Elegir índices para una consulta compleja

I am new to the world of databases so would like to get some help on creating Postgres indices based on the following query. I have a bunch of queries that look similar to this so I have made it generic and I am hoping to take what I learn here and apply to other queries as well.

This query sums up a column of values and returns the top-100 values grouped by a certain category.

SELECT sum(col1) as sum_col, t.col10
FROM table1 as s, table2 as up, table3 as g, table4 as t 
WHERE (s.col1 >= 0) AND (s.col2 = 'f')
AND (g.col3 = 1)
AND (up.col4 = s.col5)
AND (g.id = s.col6 )
AND ((g.col7 = up.col8) OR (g.col9 = up.col8))
AND ((g.col7 = t.id) OR (g.col9 = t.id))
AND (t.id = up.col8) 
GROUP BY t.col10
ORDER BY sum_col DESC LIMIT 100

En cuanto al WHERE clause, this is what I have identified as the index for the tables. I am not sure if this is correct or if I need to add more multi-column ones. ids are primary keys so I have left them out of the index below.

Table1 Index:
col1 and col2 (2-way index)
col5

Table2 Index:
col4
col8

Table3 Index: 
col3
col7
col9

Table4 Index: 
col10? 

preguntado el 27 de noviembre de 13 a las 04:11

1 Respuestas

Commenting to your findings:

Table1 Index:
col1 and col2 (2-way index)
col5

Change first index to (col2, col1). Regla de oro: index for equality predicates first (s.col2 = 'f' then for ranges s.col1 >= 0). And please don't believe the most selective first myth.

Without execution plan, it is impossible to tell if you'd need the index on col5 (we don't know the used join algorithm nor join order).

In general, you'd like to have only one index per table mention in the from/join clauses. Hence, the correct index might be (col5, col2, col1).

For the same reason it is hard to tell about your index suggestions on table2 (join algo&order?).

Similarily, table3 except that the unconditional clause g.col3 = 1 tells you that you should that column first into the index. Adding col7 y col9 could be valid (depending on join algo&order ;)

table4 is nowhere joined yet used for sorting? Doesn't make sense to me that early in the morning.

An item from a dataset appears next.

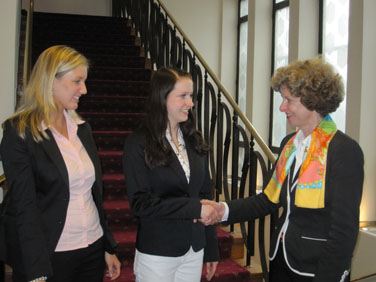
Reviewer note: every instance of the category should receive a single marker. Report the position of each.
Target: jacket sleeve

I've written an indexing guide called Use The Index, Luke. If you'd like to really know what's best, please read it: http://use-the-index-luke.com/

EDITAR re join algorithms and order

In principle, the database chooses the join algorithm that fits your query best automatically. PostgreSQL uses on of the following three algo's: nested loops join, hash join or sort/merge join. Besides choosing the algorithm, the order in which the tables are processed can also affect performance—hence the database tries to take the best one.

However: indexing affects the databases choice regarding join algo&order and vice versa. To really know what indexes to place, you'd need to know which algo& order is used. Unfortunately, that doesn't guarantee best performance because other indexes might make other join algorithms faster as the one the database has taken in the first place.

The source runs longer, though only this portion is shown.